Model-based system engineering with SysML and SPES methodology
Numerous cyber-physical systems with which people interact on a daily basis are being equipped with increasingly powerful functionality at a rapid pace, for which the steadily increasing networking of systems is not the least responsible. For example, systems in the mobility domains (automotive, avionics, and rail) are characterized by ever-new functionality that offers impressive innovations for automated control of systems and services for humans. In many application domains, these innovations are enabled by a complex interaction of sensor systems and networked software of the cyber-physical system. One example is the development of autonomous driving, where a wide variety of system functions and systems must interact safely to adequately make complex decisions with the highest quality requirements to ensure maximum safety. With the increasing functionality and networking of the systems, the complexity of their development is also growing. A further increase is to be expected here in the future. Classical development methods are reaching their limits.
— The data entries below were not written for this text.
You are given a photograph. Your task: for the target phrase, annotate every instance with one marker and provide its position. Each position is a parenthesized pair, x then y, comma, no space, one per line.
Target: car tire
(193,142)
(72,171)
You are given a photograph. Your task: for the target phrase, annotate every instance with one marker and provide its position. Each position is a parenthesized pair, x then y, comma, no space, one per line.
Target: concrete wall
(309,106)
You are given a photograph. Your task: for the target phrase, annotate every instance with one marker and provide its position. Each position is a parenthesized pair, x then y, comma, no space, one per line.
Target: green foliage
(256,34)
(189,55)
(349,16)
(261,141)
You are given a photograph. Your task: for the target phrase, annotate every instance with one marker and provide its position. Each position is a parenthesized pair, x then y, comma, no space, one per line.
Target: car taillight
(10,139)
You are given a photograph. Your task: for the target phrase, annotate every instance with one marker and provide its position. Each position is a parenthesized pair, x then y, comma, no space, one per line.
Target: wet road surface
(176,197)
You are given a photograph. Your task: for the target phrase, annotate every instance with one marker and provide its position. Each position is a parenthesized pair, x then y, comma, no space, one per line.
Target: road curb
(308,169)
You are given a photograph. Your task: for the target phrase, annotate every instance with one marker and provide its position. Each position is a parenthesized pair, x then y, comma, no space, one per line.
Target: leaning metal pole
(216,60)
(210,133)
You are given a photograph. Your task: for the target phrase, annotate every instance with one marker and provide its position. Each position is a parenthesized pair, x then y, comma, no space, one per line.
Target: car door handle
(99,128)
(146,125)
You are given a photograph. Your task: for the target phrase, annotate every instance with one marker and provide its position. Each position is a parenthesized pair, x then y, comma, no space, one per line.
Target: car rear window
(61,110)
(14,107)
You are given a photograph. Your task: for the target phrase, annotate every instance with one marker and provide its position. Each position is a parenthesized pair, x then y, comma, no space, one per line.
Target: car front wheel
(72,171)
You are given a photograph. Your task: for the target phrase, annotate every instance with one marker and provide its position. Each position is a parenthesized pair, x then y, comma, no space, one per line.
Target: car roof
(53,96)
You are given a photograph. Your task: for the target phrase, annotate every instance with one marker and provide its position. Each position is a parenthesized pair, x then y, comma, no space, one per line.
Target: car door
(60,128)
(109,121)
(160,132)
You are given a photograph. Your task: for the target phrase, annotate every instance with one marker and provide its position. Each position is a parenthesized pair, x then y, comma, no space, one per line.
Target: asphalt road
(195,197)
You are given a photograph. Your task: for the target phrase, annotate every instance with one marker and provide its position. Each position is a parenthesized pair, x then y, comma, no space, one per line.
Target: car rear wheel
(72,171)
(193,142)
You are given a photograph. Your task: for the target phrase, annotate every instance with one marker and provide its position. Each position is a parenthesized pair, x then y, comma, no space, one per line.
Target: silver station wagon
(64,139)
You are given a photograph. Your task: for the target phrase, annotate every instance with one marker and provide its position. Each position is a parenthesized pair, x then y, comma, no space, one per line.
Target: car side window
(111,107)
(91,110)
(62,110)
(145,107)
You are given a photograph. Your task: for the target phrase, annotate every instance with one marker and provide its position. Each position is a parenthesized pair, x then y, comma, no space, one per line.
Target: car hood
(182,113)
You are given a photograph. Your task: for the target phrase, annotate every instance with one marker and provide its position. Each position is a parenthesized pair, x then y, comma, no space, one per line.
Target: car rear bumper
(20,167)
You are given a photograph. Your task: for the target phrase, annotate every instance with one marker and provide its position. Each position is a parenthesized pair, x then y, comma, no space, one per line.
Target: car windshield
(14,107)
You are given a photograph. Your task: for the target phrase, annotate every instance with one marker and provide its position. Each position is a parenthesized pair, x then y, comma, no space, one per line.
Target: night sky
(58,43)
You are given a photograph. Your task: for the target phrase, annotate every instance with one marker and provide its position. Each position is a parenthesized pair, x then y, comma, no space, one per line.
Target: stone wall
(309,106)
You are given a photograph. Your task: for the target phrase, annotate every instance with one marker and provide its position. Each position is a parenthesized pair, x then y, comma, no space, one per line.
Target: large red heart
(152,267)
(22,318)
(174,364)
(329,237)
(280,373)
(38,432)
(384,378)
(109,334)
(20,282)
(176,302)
Specific approaches using methods of model-based systems engineering (MBSE) with appropriate tool support offer a promising solution.
Numerous implementation projects accompanied by project partners show that the introduction of model-based system development into the industrial development process offers high advantages, but requires a readjustment of the development. This concerns the development method, artifacts, tools and organization. In the industrial introduction of MBSE, the modeling language SysML has so far often been used as a quasi-standard, which is firmly established in practice by tool providers and standardization organizations. However, the analysis of introduction projects shows that SysML is currently mostly used as a simple drawing tool, without a methodological basis that enables a precise understanding of the diagrams for partial automation of the development, and a consistent development methodology that specifies which models are created and how these models are interrelated. Thus, decisive potential offered by MBSE remains unused, because ultimately the well-coordinated selection of methodology, modeling language and modeling tool is the decisive success factor for a successful application of MBSE in industrial practice.
In the previous projects for the creation of a Software Platform for Embedded Systems (SPES) and Collaborative Embedded Systems (CrESt), an end-to-end methodology for MBSE was developed. On this basis, the “SpesML” project uses the SysML Workbench for the SPES methodology to select SysML language elements (SysML profile) that are provided with unique semantics that can be used for automation. This in turn allows the use of tools for automated analysis and simulation, which are prototyped in the project. This gives the widely used modeling language SysML a methodological foundation and thus opens the way to comprehensive MBSE, especially for SMEs.